Representative Ron Hicks has distributed an amendment to SB 656 which would add his conceal carry on transit language to the bill. SB 656 is a bill dealing with other conceal carry provisions. Since this amendment has been distributed, please consider reaching out to your representatives today asking them to oppose the amendment if it is offered. Find your Representative here: http://www.house.mo.gov/member.aspx
Various bills were introduced in the MO House of Representatives and the MO Senate this session which would allow individuals with conceal/carry permits to carry their firearms on public transit buses, vans, trains, and other spaces owned or operated by a public transit provider. In light of the understanding that allowing firearms on public transit may serve as a detriment to ridership and has not been proven to enhance safety and security of the system, many Missouri Public Transit Association (MPTA) members have opposed any legislation which would allow carrying concealed weapons (CCW) on transit. Several Missouri transit providers including Metro, KCATA, and City Utilities of Springfield have publicly expressed opposition to these bills as well. Reasons cited for opposing legislation included the lack of local control to determine what was best for the particular system and passenger safety concerns.
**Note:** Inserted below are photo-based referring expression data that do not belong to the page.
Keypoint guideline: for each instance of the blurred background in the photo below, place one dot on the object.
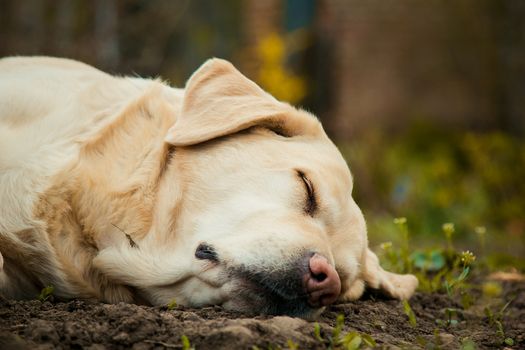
(424, 98)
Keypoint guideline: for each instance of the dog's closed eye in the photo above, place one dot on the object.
(311, 202)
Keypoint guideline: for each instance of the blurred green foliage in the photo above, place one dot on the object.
(431, 175)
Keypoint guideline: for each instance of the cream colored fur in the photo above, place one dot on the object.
(108, 184)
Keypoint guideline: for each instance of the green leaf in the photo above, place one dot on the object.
(355, 343)
(45, 293)
(185, 342)
(428, 261)
(368, 340)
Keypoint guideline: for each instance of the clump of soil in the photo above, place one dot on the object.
(83, 324)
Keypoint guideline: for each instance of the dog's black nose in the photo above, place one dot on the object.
(206, 252)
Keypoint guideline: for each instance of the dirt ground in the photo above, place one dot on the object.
(81, 324)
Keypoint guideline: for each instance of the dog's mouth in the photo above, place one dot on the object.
(272, 292)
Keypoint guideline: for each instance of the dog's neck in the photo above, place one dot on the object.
(109, 195)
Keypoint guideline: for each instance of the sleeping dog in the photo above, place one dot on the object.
(127, 189)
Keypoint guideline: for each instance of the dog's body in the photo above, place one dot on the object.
(108, 185)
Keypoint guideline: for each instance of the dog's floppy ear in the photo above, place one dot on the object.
(219, 101)
(392, 284)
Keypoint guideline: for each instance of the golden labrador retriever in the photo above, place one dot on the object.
(126, 189)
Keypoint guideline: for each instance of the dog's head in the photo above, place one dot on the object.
(254, 212)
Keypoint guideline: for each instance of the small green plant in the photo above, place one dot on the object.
(410, 313)
(317, 332)
(496, 320)
(451, 318)
(352, 340)
(402, 225)
(46, 293)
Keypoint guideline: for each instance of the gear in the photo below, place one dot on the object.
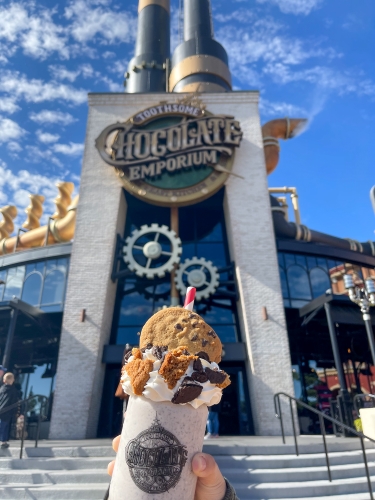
(201, 274)
(153, 251)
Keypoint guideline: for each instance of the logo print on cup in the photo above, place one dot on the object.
(155, 459)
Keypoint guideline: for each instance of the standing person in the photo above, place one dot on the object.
(8, 397)
(213, 421)
(3, 370)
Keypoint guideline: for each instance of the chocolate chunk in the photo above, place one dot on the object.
(158, 351)
(199, 377)
(197, 365)
(148, 346)
(127, 356)
(215, 377)
(187, 393)
(203, 355)
(187, 380)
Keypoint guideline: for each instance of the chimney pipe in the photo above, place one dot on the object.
(147, 69)
(200, 63)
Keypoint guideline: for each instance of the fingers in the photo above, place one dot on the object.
(110, 467)
(211, 484)
(116, 443)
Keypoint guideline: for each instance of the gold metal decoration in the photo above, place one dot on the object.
(34, 211)
(162, 3)
(199, 64)
(63, 200)
(9, 212)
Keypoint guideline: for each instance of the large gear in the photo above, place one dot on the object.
(153, 251)
(201, 274)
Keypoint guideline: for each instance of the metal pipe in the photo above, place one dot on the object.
(10, 336)
(147, 69)
(335, 347)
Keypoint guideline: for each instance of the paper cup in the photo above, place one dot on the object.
(158, 442)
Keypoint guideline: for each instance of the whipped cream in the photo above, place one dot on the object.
(157, 389)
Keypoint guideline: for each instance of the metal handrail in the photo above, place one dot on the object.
(322, 416)
(358, 397)
(19, 403)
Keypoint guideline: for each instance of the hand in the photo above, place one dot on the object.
(210, 485)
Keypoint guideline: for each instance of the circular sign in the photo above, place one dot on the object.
(172, 154)
(155, 459)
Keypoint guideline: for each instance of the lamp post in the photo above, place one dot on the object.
(365, 298)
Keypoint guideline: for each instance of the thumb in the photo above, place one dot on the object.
(211, 483)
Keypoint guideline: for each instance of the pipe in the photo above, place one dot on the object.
(199, 63)
(294, 231)
(282, 128)
(59, 231)
(147, 69)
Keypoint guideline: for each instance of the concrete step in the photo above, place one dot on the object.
(56, 492)
(36, 476)
(42, 464)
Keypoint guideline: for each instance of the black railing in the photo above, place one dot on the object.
(23, 409)
(322, 417)
(360, 397)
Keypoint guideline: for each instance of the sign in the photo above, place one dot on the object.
(172, 154)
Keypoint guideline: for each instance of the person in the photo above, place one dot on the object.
(211, 484)
(8, 397)
(2, 373)
(213, 421)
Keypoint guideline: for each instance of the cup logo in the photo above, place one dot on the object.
(155, 459)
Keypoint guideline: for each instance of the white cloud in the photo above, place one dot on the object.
(294, 6)
(46, 137)
(71, 149)
(274, 108)
(8, 105)
(47, 116)
(10, 130)
(34, 90)
(35, 33)
(89, 19)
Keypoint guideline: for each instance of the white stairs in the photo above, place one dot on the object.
(259, 468)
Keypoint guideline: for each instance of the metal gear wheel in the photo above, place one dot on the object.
(201, 274)
(153, 251)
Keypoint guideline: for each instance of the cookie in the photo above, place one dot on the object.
(176, 326)
(139, 373)
(174, 366)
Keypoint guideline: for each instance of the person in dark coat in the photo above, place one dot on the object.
(8, 397)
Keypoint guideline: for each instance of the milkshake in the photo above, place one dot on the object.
(171, 379)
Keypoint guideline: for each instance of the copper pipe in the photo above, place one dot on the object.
(282, 128)
(60, 231)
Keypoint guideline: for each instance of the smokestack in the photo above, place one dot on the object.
(200, 63)
(147, 69)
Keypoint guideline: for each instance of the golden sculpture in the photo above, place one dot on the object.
(34, 211)
(64, 199)
(9, 213)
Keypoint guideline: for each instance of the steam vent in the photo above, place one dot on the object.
(174, 193)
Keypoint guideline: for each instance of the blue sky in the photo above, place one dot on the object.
(308, 58)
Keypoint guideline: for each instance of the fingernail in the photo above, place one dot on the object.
(201, 463)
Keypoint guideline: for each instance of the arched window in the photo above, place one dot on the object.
(54, 285)
(32, 288)
(299, 284)
(14, 283)
(319, 281)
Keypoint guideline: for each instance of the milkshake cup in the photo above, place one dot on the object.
(170, 388)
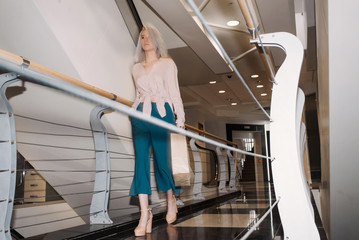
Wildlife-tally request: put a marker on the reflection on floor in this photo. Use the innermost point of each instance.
(229, 220)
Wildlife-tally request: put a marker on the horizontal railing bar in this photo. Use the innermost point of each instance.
(52, 146)
(51, 81)
(64, 170)
(19, 61)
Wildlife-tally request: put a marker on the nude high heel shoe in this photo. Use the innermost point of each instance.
(170, 218)
(142, 230)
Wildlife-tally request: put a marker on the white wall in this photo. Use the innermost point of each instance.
(323, 107)
(87, 40)
(344, 118)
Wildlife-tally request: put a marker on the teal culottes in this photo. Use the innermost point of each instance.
(145, 136)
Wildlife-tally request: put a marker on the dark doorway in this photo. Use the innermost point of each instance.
(247, 133)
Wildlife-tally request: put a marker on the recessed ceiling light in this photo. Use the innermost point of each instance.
(232, 23)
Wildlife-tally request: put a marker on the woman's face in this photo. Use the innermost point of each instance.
(146, 41)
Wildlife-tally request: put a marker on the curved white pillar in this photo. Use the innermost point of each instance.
(294, 208)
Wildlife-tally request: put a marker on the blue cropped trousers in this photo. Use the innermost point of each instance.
(145, 136)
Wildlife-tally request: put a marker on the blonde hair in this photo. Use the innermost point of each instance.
(157, 42)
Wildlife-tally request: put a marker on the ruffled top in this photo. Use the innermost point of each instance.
(160, 85)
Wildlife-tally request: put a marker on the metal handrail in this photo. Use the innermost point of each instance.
(36, 67)
(44, 76)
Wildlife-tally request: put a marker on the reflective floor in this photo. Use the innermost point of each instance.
(228, 220)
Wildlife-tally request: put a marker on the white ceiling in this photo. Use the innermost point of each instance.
(195, 72)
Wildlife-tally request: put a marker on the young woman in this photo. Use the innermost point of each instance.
(157, 93)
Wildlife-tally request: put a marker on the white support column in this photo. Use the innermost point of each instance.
(198, 182)
(294, 208)
(100, 197)
(222, 171)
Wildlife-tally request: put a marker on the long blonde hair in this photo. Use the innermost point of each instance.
(157, 42)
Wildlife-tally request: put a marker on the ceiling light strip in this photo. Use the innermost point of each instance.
(209, 31)
(260, 40)
(244, 54)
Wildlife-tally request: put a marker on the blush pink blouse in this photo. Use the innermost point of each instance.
(160, 85)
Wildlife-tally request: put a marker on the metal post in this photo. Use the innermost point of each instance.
(8, 157)
(222, 171)
(100, 197)
(232, 176)
(197, 186)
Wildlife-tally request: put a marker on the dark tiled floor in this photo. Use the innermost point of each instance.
(224, 217)
(228, 220)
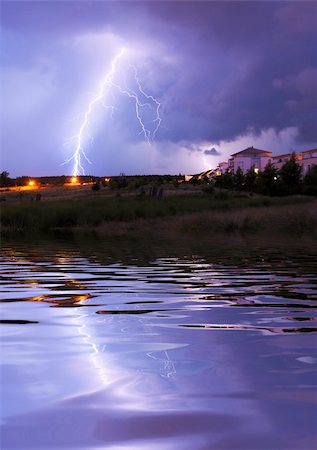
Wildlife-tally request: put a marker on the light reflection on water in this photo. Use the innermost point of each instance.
(175, 353)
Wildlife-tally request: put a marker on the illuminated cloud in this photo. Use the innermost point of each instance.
(227, 75)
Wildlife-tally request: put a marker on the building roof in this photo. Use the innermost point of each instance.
(252, 151)
(284, 155)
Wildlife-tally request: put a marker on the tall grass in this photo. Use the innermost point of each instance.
(220, 213)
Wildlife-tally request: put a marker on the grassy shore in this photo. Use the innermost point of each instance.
(190, 214)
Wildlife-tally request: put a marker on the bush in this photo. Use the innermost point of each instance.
(95, 187)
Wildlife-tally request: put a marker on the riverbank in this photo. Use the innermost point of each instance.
(135, 216)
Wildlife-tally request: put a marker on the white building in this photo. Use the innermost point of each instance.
(309, 159)
(250, 157)
(279, 160)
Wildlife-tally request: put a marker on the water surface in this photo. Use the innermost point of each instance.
(178, 351)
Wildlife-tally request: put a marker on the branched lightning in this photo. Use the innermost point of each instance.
(106, 87)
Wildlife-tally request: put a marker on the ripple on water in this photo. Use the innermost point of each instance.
(173, 354)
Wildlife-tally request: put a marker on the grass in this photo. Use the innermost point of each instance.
(189, 214)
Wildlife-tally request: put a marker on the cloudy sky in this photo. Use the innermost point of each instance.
(227, 75)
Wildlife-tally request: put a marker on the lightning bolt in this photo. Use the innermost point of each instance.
(108, 85)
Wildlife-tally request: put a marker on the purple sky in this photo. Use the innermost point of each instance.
(228, 75)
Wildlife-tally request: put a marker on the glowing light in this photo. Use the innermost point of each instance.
(107, 86)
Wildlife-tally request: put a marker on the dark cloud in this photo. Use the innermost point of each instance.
(220, 69)
(212, 152)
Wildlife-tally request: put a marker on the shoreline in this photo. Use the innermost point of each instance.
(198, 217)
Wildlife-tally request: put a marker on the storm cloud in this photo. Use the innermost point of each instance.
(226, 73)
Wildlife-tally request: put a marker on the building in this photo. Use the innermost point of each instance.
(221, 169)
(279, 160)
(308, 159)
(250, 157)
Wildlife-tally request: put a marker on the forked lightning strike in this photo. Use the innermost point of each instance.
(104, 89)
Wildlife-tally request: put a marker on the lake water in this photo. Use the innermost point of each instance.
(160, 351)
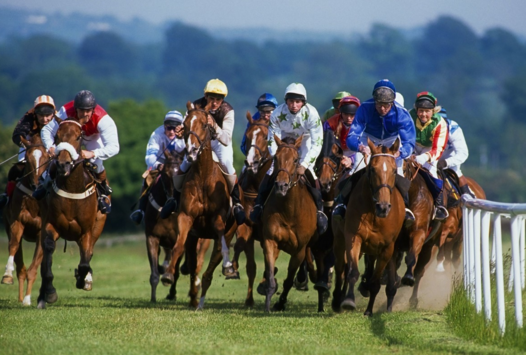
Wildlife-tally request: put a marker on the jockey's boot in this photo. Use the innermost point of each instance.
(264, 190)
(441, 212)
(104, 190)
(322, 222)
(403, 185)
“A safe, reliable, affordable, and efficient public transportation system in Missouri increases access to health care, education, and employment in our state. However, ridership experience — especially safety and security on platforms, stations, trains and buses — must be a top priority. If the public does not have confidence in a system’s safety and security, they are less likely to use the system and less likely to support public transit. Allowing firearms on transit is not the answer to enhancing the safety and security of these systems,” said Cindy Baker, President of the MPTA. The Missouri Public Transit Association (MPTA) was established in 1980 to provide a unified voice for public and specialized transportation providers in Missouri and to work toward elevating the status of public transit as a priority. Thirty-five years later we continue to work to ensure transit has a voice in this state. MPTA transit provider members provide more than 67 million rides almost everywhere for everybody every day in Missouri, and they employ thousands in Missouri’s rural and urban communities.